NY Times published an article in November 2019 about how Big Tech have relied on each other, despite their rivalries, maintaining their competitive edge in the industries or verticals they operate in. The interdependence of the biggest tech companies is like a labyrinth of cobwebs, a never-ending collection of interconnectedness. For instance, Netflix outsources all its storage and computational needs to Amazon (AWS), its biggest competitor in video-streaming. Google pays Apple almost $8bn-$12bn to let Google be the default search engine in Iphones. Tik-Tok spent hundreds of millions of dollars in advertising on Google and Facebooks ads to acquire users and reach the scale it is at right now, despite Google (Youtube) and Facebook (Instagram) being its biggest rivals. These relationships have attracted a ton of lawsuits recently from anti-trust authorities and competitors who were left behind.
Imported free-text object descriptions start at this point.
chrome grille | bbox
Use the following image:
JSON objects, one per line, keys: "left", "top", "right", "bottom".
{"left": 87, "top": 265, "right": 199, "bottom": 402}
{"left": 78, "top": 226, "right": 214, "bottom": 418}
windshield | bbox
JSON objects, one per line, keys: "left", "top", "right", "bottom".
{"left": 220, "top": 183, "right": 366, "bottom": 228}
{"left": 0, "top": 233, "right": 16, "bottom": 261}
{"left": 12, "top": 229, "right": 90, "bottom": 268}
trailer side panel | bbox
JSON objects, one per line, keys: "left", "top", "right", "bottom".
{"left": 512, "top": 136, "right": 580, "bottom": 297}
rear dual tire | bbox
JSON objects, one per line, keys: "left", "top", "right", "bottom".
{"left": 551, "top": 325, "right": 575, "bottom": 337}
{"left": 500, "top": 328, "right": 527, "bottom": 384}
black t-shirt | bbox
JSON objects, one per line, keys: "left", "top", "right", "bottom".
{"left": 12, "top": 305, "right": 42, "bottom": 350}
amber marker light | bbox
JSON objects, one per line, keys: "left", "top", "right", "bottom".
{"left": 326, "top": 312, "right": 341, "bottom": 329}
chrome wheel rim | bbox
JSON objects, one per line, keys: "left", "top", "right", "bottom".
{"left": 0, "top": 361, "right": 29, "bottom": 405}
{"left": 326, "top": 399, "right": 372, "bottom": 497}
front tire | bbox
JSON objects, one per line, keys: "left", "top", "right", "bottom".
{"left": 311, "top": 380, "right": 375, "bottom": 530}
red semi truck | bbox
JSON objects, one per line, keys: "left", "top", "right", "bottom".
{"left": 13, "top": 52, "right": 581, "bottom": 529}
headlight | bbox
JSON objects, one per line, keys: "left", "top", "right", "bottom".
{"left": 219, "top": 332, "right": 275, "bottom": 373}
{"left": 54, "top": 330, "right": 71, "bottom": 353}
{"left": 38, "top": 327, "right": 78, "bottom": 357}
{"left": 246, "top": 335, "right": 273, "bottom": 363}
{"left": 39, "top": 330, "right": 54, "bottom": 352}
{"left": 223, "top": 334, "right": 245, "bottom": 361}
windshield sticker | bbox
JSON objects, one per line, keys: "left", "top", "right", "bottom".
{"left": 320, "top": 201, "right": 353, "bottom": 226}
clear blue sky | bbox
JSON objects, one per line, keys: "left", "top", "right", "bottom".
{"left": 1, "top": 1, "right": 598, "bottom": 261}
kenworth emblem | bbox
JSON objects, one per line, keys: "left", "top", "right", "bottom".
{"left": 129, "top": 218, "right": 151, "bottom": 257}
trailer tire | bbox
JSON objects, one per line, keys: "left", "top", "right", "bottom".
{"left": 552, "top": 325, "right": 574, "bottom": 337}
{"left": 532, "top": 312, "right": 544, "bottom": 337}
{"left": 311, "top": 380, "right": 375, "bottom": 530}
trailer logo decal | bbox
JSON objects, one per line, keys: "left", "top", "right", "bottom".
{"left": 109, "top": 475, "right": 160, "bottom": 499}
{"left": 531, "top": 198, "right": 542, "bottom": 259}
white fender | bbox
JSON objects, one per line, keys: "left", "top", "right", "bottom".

Can Big Tech live without each other?
It is surely going to try. Apple has developed an in-house search engine for iPhones, which according to the company has been a long time in the making. Some users who reviewed iOS 14 noticed the search functionality on iPhones displaying Apple’s search results on top (and not Google’s). After relying on Intel for years (and contributing to 5% of the latter’s 78bn revenue), Apple has decided it would be designing its own ARM based M1 chips for Mac PC’s and laptops for better battery life and performance. Microsoft too would move away from Intel’s microprocessors that power its data centers and surface laptops and design its own. This is DIY – the Big Tech way.
After years of relying on each other and establishing insurmountable empires, are we going to witness a reversion to the mean in this decade? And should the biggest technology companies in the world transition away from each other entirely and be independent?
The popular opinion seems to be inclined towards an affirmative. This is seen as one of the solutions to make the internet an ‘open-for-all’ resource from a gated community it has turned into. I believe Big Tech has got here by attracting some of the world’s best talent, finding solutions to the hardest of problems and executing them to perfection. These are some of the best run businesses of the world (at least their shareholders would agree to that) with an even more impressive track record of capital and resource allocation. And they play the long-game incredibly well. Maybe this evolves into a ‘Bigger’ tech scenario where each firm has in-house everything, working like units feeding off each other and getting better with every single iteration. Possible second-third order effects could be intense competitive landscape with a lot more winners and losers. No barrier to entry, no moat is big enough to keep the Big Tech out. AAPL has already announced its ambitions to enter the EV space with its own battery technology while AMZN also acquired Zoox, an autonomous EV manufacturing startup, this year. Oh well. We might end up with more differentiated products and services in each technology vertical. Win-win.
Looks quite promising, the decade. See you in 2021!